I. CONSTATATIONS
Regard critique sur les relations euro-arabes
L’Europe, et plus largement le monde occidental, a une grande part de responsabilité dans la situation qui prévalait – et qui prévaut –dans les pays arabes.
Alors que la création du Service européen pour l’action extérieure actuellement dirigé par Catherine Ashton devait avoir pour objectif de générer une véritable culture diplomatique européenne, s’affranchissant des politiques étrangères nationales pour poursuivre les intérêts stratégiques de l’UE, la politique étrangère semble demeurer la prérogative nationale par excellence pour les chefs d’Etats européens. L’UE a fait l’erreur de permettre par le passé la consolidation de relations privilégiées entre l’Italie et la Libye, ou encore entre la France et la Tunisie. Ce sont ces relations intergouvernementales fortes qui limitent aujourd’hui le poids diplomatique de l’UE et ont donc une part importante de responsabilité dans le manque de réactivité de l’UE face aux révoltes arabes.
Mais, au-delà de son manque de crédibilité, l’UE a également commis de nombreuses erreurs dans son approche de la région :
  • En ce qui concerne le rôle de l’UE dans la démocratisation du monde arabe, celle-ci est de plus en plus accusée de pratiquer la politique du « double poids, double mesure ». En effet, l’article 2 des accords d’association prévoit une conditionnalité de respect des principes démocratiques et des droits fondamentaux. Pourtant, dans les faits, l’UE a contribué à maintenir certains régimes autoritaires au pouvoir alors qu’elle fait preuve de nettement moins de complaisance vis-à-vis du régime syrien, par exemple, qui a d’ailleurs refusé de signer l’accord d’association. De manière plus générale, l’UE peut être blâmée pour le manque de transparence de sa politique dans la région méditerranéenne.

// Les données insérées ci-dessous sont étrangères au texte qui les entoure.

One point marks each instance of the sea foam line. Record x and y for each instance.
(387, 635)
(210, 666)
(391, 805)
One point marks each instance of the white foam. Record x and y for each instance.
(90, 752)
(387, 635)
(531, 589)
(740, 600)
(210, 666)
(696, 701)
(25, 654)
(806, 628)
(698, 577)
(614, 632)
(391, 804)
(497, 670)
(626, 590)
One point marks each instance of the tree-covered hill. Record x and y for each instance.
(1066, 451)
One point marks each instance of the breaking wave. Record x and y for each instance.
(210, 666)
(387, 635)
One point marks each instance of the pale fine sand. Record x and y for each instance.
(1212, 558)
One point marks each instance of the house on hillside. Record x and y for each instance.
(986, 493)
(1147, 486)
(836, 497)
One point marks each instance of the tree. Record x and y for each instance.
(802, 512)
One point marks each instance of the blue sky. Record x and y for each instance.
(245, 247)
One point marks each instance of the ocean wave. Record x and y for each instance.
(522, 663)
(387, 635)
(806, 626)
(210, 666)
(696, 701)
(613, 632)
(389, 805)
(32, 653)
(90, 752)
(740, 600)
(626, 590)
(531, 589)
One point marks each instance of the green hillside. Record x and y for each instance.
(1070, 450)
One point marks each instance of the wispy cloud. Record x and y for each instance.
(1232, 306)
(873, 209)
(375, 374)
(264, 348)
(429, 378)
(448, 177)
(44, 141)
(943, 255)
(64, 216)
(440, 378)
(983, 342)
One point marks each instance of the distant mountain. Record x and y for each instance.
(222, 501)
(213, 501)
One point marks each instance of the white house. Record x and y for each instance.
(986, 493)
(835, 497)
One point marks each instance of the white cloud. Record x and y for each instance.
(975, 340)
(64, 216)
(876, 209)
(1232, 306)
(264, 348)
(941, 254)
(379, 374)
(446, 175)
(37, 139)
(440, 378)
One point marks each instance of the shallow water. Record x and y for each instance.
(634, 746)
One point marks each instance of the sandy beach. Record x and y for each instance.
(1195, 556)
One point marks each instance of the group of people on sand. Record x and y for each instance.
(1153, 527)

  • La Politique européenne de voisinage a été conçue comme un instrument de partenariat économique servant les intérêts de l’Union européenne, et destiné à construire un cordon sécuritaire autour de l’Europe souvent au détriment des peuples.
  • La récente Union pour la Méditerranée (UPM) est très peu populaire dans le monde arabe. L’initiative, comme le processus de Barcelone qui l’avait précédée, y est perçue comme un moyen pour l’Union européenne d’imposer Israël dans une région dont cet Etat s’exclut lui-même par sa rhétorique et ses actions politiques. L’UPM ayant échoué à inspirer la confiance des peuples auxquels elle s’impose, le dialogue euro-arabe devrait être relancé.
  • L’Union Européenne n’a pas accordé d’appui à la société civile réelle ni aux opposants aux régimes dictatoriaux, alors qu’elle a contribué à créer une classe d’entrepreneurs de la société civile, en bonne intelligence avec les régimes en place, chargée de capter les fonds occidentaux tout en donnant une image positive de leur pays respectif. La réelle société civile arabe a donc perdu confiance dans les institutions européennes qui n’ont jamais soutenu ses actions.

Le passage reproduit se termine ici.